Si hay justificación para celebrar un Día de... el de John Wayne sería uno de los pocos aceptables. Me contaba José Luis Garci durante una comida, que John Wayne era el único actor capaz de cargar con un mero golpe de mano un rifle «Winchester» sin precisar posteriormente de los servicios médicos de la productora. John Wayne ha sido acusado de racista por unas palabras interpretadas con el sesgo habitual de los buenistas. Se refirió, como bien nos ha informado Julio Valdeón, corresponsal de LA RAZÓN en Nueva York, «a la supremacía blanca hasta que los negros sean educados en la responsabilidad». Pero Wayne no respondió a una pregunta racista, sino política. Esos negros eran los «Panteras Negras», una organización violenta que despreciaba el sueño de igualdad y convivencia de Martin Luther King.
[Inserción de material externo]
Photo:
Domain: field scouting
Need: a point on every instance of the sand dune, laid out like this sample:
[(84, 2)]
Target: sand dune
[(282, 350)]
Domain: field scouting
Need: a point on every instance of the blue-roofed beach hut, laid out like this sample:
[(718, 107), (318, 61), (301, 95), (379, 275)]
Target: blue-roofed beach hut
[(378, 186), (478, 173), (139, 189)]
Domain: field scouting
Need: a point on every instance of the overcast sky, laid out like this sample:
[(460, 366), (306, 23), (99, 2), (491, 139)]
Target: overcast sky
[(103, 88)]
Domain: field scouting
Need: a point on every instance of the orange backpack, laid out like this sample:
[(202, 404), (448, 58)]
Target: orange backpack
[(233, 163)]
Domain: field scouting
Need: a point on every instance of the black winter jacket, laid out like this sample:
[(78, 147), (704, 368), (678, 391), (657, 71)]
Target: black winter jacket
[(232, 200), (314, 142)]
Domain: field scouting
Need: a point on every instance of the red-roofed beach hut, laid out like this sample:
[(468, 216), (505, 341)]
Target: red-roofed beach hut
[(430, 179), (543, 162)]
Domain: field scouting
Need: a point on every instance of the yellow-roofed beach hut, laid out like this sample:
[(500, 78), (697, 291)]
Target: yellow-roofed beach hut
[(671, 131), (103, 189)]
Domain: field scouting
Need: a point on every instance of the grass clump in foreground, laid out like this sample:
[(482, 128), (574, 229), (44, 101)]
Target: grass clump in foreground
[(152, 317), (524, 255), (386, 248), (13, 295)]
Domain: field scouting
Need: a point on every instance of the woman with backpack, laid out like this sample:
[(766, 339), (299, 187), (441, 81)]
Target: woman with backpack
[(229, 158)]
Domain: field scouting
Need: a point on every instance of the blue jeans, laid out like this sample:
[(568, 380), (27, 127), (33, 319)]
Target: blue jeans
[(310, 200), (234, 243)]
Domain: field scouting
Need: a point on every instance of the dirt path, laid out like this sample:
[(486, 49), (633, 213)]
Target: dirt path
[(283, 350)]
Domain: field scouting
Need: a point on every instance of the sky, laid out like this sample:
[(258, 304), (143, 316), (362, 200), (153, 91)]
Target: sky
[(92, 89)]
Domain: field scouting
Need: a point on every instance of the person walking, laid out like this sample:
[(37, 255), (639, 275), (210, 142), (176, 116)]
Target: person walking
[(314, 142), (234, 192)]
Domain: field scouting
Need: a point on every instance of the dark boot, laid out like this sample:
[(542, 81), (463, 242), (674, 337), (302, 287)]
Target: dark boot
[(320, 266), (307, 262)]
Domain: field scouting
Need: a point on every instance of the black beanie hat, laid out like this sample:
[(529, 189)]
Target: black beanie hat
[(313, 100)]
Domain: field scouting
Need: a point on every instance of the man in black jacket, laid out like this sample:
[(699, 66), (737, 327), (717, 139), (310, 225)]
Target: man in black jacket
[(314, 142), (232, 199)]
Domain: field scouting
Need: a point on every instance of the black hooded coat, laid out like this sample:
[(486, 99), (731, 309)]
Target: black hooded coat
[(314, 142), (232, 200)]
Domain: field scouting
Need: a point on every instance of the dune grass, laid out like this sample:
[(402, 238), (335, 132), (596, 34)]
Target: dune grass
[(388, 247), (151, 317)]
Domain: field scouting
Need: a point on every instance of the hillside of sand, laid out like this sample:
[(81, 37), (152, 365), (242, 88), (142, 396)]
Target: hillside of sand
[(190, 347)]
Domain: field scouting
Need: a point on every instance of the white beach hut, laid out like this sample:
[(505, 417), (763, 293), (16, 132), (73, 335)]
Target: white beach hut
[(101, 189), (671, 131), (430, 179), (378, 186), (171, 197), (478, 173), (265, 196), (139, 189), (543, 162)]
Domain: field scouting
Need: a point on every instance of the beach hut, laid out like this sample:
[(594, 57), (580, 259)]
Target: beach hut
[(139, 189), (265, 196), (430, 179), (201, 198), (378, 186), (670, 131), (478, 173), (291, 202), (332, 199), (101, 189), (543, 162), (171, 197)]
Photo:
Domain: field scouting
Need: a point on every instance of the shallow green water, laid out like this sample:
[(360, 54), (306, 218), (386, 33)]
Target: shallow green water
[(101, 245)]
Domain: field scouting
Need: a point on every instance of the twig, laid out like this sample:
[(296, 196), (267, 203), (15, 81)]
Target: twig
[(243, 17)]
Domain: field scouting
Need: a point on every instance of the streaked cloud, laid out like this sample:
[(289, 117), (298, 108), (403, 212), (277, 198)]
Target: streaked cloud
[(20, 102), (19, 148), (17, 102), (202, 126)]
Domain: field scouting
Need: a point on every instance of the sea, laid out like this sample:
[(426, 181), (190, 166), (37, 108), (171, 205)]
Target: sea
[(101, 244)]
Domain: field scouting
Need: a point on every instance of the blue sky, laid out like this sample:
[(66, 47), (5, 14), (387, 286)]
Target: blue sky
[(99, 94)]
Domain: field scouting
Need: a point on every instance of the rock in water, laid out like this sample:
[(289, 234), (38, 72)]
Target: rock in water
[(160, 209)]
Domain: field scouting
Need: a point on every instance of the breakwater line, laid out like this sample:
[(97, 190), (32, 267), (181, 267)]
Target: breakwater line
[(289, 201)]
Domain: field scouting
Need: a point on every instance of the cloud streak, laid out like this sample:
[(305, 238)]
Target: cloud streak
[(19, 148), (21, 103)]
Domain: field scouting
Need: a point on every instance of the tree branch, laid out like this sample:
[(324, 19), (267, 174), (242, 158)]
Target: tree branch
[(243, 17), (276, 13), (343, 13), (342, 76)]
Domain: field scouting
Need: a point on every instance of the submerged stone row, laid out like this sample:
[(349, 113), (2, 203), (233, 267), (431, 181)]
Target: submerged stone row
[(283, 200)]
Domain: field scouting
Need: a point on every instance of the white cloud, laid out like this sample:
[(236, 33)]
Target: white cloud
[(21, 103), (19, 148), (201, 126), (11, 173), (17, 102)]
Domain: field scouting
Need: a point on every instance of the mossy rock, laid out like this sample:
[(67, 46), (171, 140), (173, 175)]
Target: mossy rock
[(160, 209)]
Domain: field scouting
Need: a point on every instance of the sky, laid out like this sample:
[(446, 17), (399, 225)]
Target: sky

Wayne era tan poco racista que sus mujeres fueron hispanas, y en el trasfondo de su dureza en las películas del Oeste, siempre emergía su humanidad. «Centauros del Desierto» es el ejemplo. Una película del Oeste sin Wayne es como un jardín sin flores. Esa fuerza, esa vitalidad, esa arrogancia, esas piernas arqueadas, ese caballo empequeñecido por la montura del gigante... Tengo que reconocer que en mi infancia y primera juventud siempre quise ser como John Wayne, y de ahí mi indignación con el necio Parlamento de California.

Con independencia de las películas del Oeste, Wayne hacía soportables cintas mediocres gracias a su presencia. «Hatari» y «La Taberna del Irlandés» son muestras indiscutibles de lo que escribo. «Hatari» está hoy prohibida por la conciencia animalista. Wayne capturaba animales de la sabana africana para los zoológicos, y esa profesión hoy en día estremece a quienes defienden a un elefante antes que a un niño que se propone nacer. La eterna discusión. Y en «La Taberna del Irlandés», rodada en Hawai, John Wayne bebe las botellas de cerveza como nadie las ha bebido jamás, y se pelea hasta con su sombra, lo cual está sólo al alcance de los genios de la interpretación.

En su vida privada fue un tipo ejemplar, y de él escribe maravillas en sus libros de «Memorias» el genial David Niven, tan buen actor como escritor. John Wayne no mató jamás a un sioux. Era actor. Cumplía con su papel. Y cargaba su «Winchester» con una mano. Está bien, y lo acepto, que la vida no haya hecho realidad mi sueño de ser como él. Pero lo de California es de asnos. Sin John Wayne, California pierde una barbaridad.